The cruise ship industry has cracked the code on keeping passengers and crew safe from the coronavirus (COVID-19) spread, including changes to on-board HVAC systems to use more outside air and to filter out particles as small as the novel coronavirus.

The industry, which voluntarily suspended worldwide operations at the beginning of the COVID-19 pandemic, under the guidance of international and national health authorities, plans to resume worldwide operations fully later in 2021.

Health protocols to mitigate COVID-19 risk

The cruise ship industry resumed sailing in parts of Europe, Asia and South Pacific in July 2020

The cruise ship industry resumed sailing in parts of Europe, Asia and South Pacific in July 2020 and completed more than 200 sailings by the end of 2020. The success of these early sailings demonstrated the effectiveness of new protocols to mitigate risk of COVID-19 among passengers, crews and at destinations.

The industry will resume operation in the United States, Canada, Mexico, the Caribbean and elsewhere in 2021. Cruise operators, such as Royal Caribbean, have implemented new HVAC systems as part of the protocols.

Supplying 100% fresh and filtered air

Royal Caribbean says its HVAC system now continuously supplies 100% fresh and filtered air from outdoors to all indoor spaces. There is a total air change up to 12 times an hour in staterooms and about 15 changes per hour in large public spaces.

Fan coil units provide an extra layer of protection in local spaces, such as public venues and staterooms, continuously scrubbing the air of pathogens and using MERV 13 filters to capture aerosols between 1.0 and 3.0 microns with 90% efficacy.

Bio-aerosol assessment study

Royal Caribbean participated in a bio-aerosol assessment of its ‘Oasis of the Seas’ ship by the University of Nebraska Medical Center. The study involved releasing billions of 1-micron aerosol-sized microspheres, each containing a uniquely DNA-barcoded inert virus surrogate, at pre-selected spaces throughout the ship.

The test was intended to determine the efficiency and effectiveness of the vessel’s indoor air management strategies and to understand spread of aerosols through the HVAC system. 

Low risk of cross-contamination of air

Testing results led to minimal changes, such as ensuring air exchanges are close to hospital standards and using MERV 13 filters

Over a week aboard the Oasis of the Seas, scientists released billions of the individually tagged microspheres and then tracked where they went and how long they lingered in the air, and on surfaces.

Testing results led to minimal changes, such as ensuring air exchanges are close to hospital standards and using MERV 13 filters. The study confirmed that cross-contamination of air between adjacent public spaces is extremely low and undetectable in most test cases.
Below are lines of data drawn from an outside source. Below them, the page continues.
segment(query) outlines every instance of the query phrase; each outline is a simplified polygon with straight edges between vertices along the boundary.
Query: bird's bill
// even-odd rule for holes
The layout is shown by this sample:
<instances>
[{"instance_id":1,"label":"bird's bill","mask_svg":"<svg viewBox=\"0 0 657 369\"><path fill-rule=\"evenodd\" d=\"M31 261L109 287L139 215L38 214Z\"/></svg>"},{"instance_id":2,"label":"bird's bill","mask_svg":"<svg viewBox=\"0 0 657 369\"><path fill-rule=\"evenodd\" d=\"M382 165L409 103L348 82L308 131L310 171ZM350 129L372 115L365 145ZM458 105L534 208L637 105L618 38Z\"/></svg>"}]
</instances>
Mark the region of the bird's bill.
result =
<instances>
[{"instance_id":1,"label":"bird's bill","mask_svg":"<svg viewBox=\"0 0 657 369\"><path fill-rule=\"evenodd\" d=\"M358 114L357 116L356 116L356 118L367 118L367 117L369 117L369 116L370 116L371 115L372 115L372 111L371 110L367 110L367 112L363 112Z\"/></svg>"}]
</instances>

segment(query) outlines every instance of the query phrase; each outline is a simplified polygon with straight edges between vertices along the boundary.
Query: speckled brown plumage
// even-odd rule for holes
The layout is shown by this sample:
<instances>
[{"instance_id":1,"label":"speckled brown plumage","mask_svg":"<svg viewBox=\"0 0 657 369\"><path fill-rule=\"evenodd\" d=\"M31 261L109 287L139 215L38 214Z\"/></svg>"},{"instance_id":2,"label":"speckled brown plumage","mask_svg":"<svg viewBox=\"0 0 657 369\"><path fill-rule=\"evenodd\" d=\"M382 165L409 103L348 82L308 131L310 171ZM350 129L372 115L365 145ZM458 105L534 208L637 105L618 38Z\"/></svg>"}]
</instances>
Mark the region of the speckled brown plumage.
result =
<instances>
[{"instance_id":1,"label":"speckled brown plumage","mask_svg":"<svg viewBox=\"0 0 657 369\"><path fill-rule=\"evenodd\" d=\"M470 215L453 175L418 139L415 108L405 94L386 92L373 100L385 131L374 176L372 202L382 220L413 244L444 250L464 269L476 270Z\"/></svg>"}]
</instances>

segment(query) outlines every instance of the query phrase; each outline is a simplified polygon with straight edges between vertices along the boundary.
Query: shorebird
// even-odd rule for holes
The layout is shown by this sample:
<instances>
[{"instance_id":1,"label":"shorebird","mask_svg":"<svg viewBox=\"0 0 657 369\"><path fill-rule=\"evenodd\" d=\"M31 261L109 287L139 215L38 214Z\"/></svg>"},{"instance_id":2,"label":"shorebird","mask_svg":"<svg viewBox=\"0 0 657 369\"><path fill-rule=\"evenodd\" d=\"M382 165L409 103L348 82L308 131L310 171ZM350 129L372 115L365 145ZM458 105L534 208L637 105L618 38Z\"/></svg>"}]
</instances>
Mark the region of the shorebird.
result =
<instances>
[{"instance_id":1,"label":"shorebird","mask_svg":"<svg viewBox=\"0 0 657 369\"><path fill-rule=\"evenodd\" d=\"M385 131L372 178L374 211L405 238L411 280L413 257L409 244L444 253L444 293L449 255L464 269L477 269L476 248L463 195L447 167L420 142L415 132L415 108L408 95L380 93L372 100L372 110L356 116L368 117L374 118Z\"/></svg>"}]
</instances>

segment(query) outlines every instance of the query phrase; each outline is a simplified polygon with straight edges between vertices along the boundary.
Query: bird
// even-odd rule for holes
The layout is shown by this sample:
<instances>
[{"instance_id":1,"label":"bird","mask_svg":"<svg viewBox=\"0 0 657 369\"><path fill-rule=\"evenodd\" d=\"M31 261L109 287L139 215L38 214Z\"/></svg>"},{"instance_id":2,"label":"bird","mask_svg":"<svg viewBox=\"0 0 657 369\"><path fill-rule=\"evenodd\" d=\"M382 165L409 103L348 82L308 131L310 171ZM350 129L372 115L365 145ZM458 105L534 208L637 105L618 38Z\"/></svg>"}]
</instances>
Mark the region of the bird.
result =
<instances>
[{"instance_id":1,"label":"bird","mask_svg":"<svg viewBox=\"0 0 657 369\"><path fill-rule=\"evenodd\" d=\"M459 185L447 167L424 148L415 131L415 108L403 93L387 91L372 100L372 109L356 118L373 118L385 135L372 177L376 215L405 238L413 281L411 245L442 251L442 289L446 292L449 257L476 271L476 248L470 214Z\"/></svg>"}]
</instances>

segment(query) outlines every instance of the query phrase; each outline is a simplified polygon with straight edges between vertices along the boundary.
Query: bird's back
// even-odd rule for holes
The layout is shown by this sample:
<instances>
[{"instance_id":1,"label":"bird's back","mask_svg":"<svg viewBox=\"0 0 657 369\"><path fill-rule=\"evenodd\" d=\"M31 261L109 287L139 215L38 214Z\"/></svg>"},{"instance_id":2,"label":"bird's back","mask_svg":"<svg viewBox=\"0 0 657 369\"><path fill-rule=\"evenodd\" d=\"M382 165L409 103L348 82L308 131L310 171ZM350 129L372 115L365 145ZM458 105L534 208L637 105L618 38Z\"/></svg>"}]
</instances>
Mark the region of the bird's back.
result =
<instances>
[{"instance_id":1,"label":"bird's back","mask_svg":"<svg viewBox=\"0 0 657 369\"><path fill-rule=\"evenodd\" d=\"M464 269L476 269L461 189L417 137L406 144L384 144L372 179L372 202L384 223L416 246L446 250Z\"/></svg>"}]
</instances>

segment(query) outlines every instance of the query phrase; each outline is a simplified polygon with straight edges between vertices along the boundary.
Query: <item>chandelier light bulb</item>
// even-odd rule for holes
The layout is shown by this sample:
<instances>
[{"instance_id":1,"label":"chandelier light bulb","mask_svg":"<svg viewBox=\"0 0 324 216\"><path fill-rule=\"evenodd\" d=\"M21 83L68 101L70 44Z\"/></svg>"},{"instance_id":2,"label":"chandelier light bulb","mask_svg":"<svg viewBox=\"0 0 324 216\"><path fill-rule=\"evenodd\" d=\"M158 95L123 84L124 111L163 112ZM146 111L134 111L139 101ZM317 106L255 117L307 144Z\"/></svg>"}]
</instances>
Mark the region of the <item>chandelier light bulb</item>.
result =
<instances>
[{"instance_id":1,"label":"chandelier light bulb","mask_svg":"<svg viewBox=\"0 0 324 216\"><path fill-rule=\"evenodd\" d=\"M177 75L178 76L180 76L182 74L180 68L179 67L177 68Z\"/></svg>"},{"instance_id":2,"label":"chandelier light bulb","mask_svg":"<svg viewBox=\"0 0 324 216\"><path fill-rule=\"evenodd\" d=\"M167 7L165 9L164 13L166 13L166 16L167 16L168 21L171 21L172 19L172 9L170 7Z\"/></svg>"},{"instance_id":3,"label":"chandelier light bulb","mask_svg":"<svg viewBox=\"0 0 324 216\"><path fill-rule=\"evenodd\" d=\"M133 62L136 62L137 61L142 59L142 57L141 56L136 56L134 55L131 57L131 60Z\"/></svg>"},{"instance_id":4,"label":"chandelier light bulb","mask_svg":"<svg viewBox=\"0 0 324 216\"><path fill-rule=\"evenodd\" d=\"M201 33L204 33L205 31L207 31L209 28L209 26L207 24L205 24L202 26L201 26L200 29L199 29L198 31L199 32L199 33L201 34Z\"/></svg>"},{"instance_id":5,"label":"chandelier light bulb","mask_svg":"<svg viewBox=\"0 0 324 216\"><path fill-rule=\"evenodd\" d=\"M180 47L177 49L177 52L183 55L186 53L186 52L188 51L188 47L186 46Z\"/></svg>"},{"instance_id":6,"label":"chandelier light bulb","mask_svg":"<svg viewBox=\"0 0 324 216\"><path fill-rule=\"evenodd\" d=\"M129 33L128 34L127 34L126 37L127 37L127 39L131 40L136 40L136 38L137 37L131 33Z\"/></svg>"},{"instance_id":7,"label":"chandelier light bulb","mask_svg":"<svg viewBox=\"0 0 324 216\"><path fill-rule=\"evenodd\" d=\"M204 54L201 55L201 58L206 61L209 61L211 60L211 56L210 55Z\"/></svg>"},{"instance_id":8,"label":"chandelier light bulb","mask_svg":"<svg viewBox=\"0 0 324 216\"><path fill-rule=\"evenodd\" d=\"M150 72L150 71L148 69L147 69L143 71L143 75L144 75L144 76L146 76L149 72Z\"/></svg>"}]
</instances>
Royal Caribbean’s Healthy Sail Center determined seven important elements the cruise line can do to manage indoor air and keep it clean. These elements include:

  • Enhanced filtration to the highest level possible
  • Optimize airflow patterns
  • Use negative pressurization in isolation rooms
  • Minimize unfiltered, re-circulated air
  • Increase number of air changes per hour
  • Use portable HEPA filters in congregate areas
  • Maximize outdoor functions and physical distancing

Facilitating return to operation of cruise ships

At the start of the COVID-19 pandemic, between March 1 and July 10, 2020, the Centers for Disease Control and Prevention (CDC) discovered nearly 3,000 cases of COVID -19 or suspected COVID-19 infections and 34 deaths across 123 cruise ships. In October 2020, the CDC lifted its no-sail order, laying out guidelines for big-ship cruising to resume operations in U.S. waters.

The Cruise Lines International Association (CIA), which represents 95% of the cruise ship industry, has said its members will return when the time is right and that timing will be based on factors, including input from scientists and medical experts. Cruise companies also have new technologies available to them now. For example, the Italian company, Integra provides an air sanitizer that uses an odorless disinfectant to combat airborne illnesses. It can be installed in 15 minutes.